OBJECTIVE: Percutaneous reduction by distraction and subsequent percutaneous screw fixation to restore calcaneal and posterior talocalcaneal facet anatomy. The aim of this technique is to improve functional outcome and to diminish the rate of secondary posttraumatic arthrosis compared to conservative treatment and, secondly, to reduce infectious complications compared to open reduction and internal fixation (ORIF).

INDICATIONS: Sanders type II-IV displaced intraarticular calcaneal fractures.

CONTRAINDICATIONS: Isolated centrally depressed fragment. Patients who are expected to be noncompliant.

SURGICAL TECHNIQUE: Four distractors (Synthes) are positioned, two on each side of the foot, between the tuberosity of the calcaneus and talus and between the tuberosity and cuboid. A distracting force is given over all four distractors. A blunt drifter is then introduced from the plantar side to unlock and push up any remaining depressed parts of the subtalar joint surface of the calcaneus. The reduction is fixated with two or three screws inserted percutaneously.

POSTOPERATIVE MANAGEMENT: Directly postoperatively, full active range of motion exercises of the ankle joint can start, with the foot elevated in the 1st postoperative week. Stitches are removed after 14 days. Implant removal is necessary in 50-60% of patients.
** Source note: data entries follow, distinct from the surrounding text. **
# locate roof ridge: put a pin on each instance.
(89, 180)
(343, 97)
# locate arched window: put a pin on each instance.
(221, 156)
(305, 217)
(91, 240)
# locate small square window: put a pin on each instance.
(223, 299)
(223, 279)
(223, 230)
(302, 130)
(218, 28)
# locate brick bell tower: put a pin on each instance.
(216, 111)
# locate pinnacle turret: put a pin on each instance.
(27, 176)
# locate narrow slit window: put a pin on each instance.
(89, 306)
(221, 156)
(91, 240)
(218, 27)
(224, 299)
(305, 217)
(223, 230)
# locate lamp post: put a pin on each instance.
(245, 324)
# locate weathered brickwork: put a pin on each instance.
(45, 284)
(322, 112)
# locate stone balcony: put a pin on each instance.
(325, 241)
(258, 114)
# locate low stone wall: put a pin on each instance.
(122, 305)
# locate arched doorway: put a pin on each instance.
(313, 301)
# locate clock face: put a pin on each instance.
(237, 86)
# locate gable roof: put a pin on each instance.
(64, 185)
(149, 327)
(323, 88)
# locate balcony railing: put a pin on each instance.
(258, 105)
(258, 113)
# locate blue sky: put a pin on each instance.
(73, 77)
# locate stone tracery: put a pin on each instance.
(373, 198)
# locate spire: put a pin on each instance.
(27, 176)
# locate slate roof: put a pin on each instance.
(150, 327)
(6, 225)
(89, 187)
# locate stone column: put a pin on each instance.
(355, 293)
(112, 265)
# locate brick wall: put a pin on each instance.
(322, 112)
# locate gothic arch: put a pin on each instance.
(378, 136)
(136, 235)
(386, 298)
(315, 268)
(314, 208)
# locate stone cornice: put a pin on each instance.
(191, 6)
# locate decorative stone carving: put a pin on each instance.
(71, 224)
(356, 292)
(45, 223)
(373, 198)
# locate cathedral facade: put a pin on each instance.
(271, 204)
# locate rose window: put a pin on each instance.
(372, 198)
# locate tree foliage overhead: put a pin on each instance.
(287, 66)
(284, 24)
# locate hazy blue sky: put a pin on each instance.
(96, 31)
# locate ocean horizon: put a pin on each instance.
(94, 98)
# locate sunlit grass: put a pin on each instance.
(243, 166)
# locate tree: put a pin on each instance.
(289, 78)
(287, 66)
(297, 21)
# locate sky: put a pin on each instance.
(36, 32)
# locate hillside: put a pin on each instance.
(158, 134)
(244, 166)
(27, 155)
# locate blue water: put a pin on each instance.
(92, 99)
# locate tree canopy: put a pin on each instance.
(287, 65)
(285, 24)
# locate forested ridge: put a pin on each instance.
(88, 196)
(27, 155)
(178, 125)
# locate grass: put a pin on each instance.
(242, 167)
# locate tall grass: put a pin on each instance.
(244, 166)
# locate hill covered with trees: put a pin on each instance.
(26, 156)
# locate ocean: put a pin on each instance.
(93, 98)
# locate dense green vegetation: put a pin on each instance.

RESULTS: Between 1999 and 2004, 59 patients with 71 fractures were treated by percutaneous skeletal triangular distraction and percutaneous fixation. A total of 50 patients with 61 fractures and a minimum follow-up of 1 year were available for follow-up. According to the American Orthopaedic Foot and Ankle Society Hindfoot Score, 72% had a good to excellent result. A secondary subtalar arthrodesis was performed in five patients and planned in four (total 15%). Böhler's angle increased by about 20 degrees postoperatively. Sagittal motion was 90% and subtalar motion 70% compared to the healthy foot.